Statistical curriculum learning: An elimination algorithm achieving an oracle risk
Omer Cohen, Ron Meir, Nir Weinberger
TL;DR
The paper studies statistical curriculum learning in a parametric mean-estimation setting with a target task and multiple source tasks differing in similarity $Q_t$ and noise variance $\sigma_t^2$. It introduces an adaptive, multi-round source-elimination CL algorithm that prunes sources based on estimated similarity and a quantified elimination curve, achieving weak-oracle–level risk after $O( ext{log}T)$ rounds and, in the single-source case, matching the strong-oracle rate. The work presents two minimax lower bounds under localized problem instances, discusses the challenges of constructing homogeneous instance sets, and identifies regimes where the weak oracle is minimax optimal (notably $T\le 2$); it also extends the framework to unknown variances/covariances and supports empirical validation. Overall, the results provide a principled, theoretically grounded approach to curriculum design in statistical learning with multiple sources, highlighting when adaptive sampling yields optimal or near-optimal risk.
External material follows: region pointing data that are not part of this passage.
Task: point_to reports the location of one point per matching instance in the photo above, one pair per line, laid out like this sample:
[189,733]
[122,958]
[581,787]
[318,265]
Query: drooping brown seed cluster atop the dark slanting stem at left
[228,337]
The findings have implications for transfer/meta-learning and structured CL in high-dimensional parametric settings.
Abstract
We consider a statistical version of curriculum learning (CL) in a parametric prediction setting. The learner is required to estimate a target parameter vector, and can adaptively collect samples from either the target model, or other source models that are similar to the target model, but less noisy. We consider three types of learners, depending on the level of side-information they receive. The first two, referred to as strong/weak-oracle learners, receive high/low degrees of information about the models, and use these to learn. The third, a fully adaptive learner, estimates the target parameter vector without any prior information. In the single source case, we propose an elimination learning method, whose risk matches that of a strong-oracle learner. In the multiple source case, we advocate that the risk of the weak-oracle learner is a realistic benchmark for the risk of adaptive learners. We develop an adaptive multiple elimination-rounds CL algorithm, and characterize instance-dependent conditions for its risk to match that of the weak-oracle learner. We consider instance-dependent minimax lower bounds, and discuss the challenges associated with defining the class of instances for the bound. We derive two minimax lower bounds, and determine the conditions under which the performance weak-oracle learner is minimax optimal.